Fue con ese accesorio   que, en un descuido,  se cayó y   golpeó fuertemente el rostro.

La madre desesperada llevó al joven al área de emergencias, en la que los doctores Édison Manzaba Paz y Luz Pardo  constataron que el “bebé”, como hasta hoy lo llama su madre,  no reaccionaba ni se movía, por lo cual le dieron a la mujer una orden para que   le realizaran una radiografía.

Tras salir de rayos X, Luis   no reaccionaba   y tenía un abultado hematoma en el occipital.

Los médicos determinaron que había que operarlo, pero,   presuntamente, dieron una fecha distante para   ingresarlo.
A pesar de la negativa de la progenitora, Luis   fue trasladado a su domicilio, donde llegó en     estado vegetal y no como había salido horas antes, previo a su revisión médica: sonriente y caminando junto con su madre y hermana.

En la vivienda, situada en el sur de la ciudad, lo acostaron en su cama y no reaccionaba, ni   pedía nada, lo que causa  la intranquilidad de sus seres queridos que sabían intrínsecamente que algo no estaba bien.

La situación se agravó  cuando el abdomen del joven se empezó a hinchar y se evidenciaba una retención de líquidos, que anteriormente no se había observado   en su organismo.

Lo llevaron nuevamente al área de emergencias del hospital, donde dispusieron que se le realizara rápidamente una radiografía del cuello, mediante la cual descubrieron que tenía la médula cervical ensangrentada. Los especialistas coincidieron en que había que ingresar a Luis  de urgencia para intervenirlo quirúrgicamente.

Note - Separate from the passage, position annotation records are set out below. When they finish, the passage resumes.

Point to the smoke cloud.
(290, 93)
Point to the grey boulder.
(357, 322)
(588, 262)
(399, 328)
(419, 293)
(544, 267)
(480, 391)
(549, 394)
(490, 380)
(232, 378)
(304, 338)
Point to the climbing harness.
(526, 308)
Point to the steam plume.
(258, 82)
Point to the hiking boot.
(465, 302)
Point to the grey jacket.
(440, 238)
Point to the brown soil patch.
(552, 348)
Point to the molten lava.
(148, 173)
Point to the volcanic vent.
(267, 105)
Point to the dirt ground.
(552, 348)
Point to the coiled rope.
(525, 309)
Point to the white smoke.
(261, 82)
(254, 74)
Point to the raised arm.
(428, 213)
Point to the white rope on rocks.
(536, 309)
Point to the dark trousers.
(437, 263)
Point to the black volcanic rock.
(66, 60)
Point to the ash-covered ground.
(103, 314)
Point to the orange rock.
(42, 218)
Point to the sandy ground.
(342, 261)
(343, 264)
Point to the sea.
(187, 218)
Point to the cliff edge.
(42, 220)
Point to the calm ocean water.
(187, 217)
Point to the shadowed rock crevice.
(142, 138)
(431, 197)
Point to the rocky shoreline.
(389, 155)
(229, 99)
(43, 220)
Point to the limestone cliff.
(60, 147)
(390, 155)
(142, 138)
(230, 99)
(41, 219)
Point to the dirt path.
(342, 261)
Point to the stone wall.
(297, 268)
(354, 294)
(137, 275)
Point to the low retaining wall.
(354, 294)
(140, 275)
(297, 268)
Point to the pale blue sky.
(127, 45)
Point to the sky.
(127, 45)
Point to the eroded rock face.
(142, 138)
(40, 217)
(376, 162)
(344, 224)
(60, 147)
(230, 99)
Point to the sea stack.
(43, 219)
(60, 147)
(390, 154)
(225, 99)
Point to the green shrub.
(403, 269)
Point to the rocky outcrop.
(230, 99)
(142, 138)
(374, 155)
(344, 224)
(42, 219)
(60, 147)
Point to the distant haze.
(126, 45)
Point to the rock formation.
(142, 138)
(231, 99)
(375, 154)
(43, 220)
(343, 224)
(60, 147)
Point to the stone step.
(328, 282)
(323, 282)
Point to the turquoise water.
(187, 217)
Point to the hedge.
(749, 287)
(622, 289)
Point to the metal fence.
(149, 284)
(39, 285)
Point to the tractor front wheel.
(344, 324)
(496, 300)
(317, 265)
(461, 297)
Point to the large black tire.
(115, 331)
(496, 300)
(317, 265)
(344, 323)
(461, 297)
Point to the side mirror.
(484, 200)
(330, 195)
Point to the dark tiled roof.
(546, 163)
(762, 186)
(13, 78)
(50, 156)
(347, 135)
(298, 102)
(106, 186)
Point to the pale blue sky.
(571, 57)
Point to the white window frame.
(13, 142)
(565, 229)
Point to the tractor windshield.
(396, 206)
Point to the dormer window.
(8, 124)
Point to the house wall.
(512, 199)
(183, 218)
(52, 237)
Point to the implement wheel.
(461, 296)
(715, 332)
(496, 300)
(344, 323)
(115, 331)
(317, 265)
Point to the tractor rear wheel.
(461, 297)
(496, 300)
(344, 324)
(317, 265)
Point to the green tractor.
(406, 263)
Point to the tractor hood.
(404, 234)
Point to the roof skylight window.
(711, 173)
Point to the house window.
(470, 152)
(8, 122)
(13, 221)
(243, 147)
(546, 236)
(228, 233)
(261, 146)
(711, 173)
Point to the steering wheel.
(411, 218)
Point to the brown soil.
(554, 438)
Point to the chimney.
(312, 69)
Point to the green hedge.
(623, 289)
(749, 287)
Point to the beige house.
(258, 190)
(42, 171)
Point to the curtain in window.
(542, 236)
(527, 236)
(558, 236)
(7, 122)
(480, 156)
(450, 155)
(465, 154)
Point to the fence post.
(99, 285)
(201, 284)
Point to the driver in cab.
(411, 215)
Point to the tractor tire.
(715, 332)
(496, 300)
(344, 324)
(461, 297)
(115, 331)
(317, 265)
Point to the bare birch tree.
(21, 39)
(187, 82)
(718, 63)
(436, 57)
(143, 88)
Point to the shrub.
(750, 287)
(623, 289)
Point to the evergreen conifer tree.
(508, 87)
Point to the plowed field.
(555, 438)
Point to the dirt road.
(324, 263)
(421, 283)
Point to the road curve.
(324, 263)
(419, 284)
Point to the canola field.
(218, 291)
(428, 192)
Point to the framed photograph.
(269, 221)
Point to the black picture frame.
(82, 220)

Los médicos le dijeron que había que esperar 7 días para operarlo, pero una vez transcurrido ese tiempo,  confesaron, sencillamente, que no lo iban a hacer, lo que ocasionó que la madre del joven perdiera los estribos y pidiera  una explicación de la causa.

El joven fue ingresado  inmediatamente en terapia intensiva porque tenía un   paro cardiorrespiratorio. En el  área estuvo más de un mes, cuando allegados de otros pacientes del nosocomio aconsejaron a los familiares de Luis Manuel que presentara la denuncia, porque ahí “pasaban muchas cosas”, relató Narcisa.

Presentada la denuncia ante la Fiscalía, la madre de Luis   pidió a la doctora Eva Carrera un informe médico, en el que  se señalaba que el joven debía ser operado máximo un par de horas después de caerse, pasado ese tiempo ya no había nada que hacer.

Con los resultados del informe y con los de la resonancia magnética y radiografías, la mujer fue a consultorios de médicos particulares, donde le confirmaron lo mismo.

Finalmente, estuvo un año, tres meses y 26 días en el hospital hasta que su hijo falleció el 26 de julio de 2009.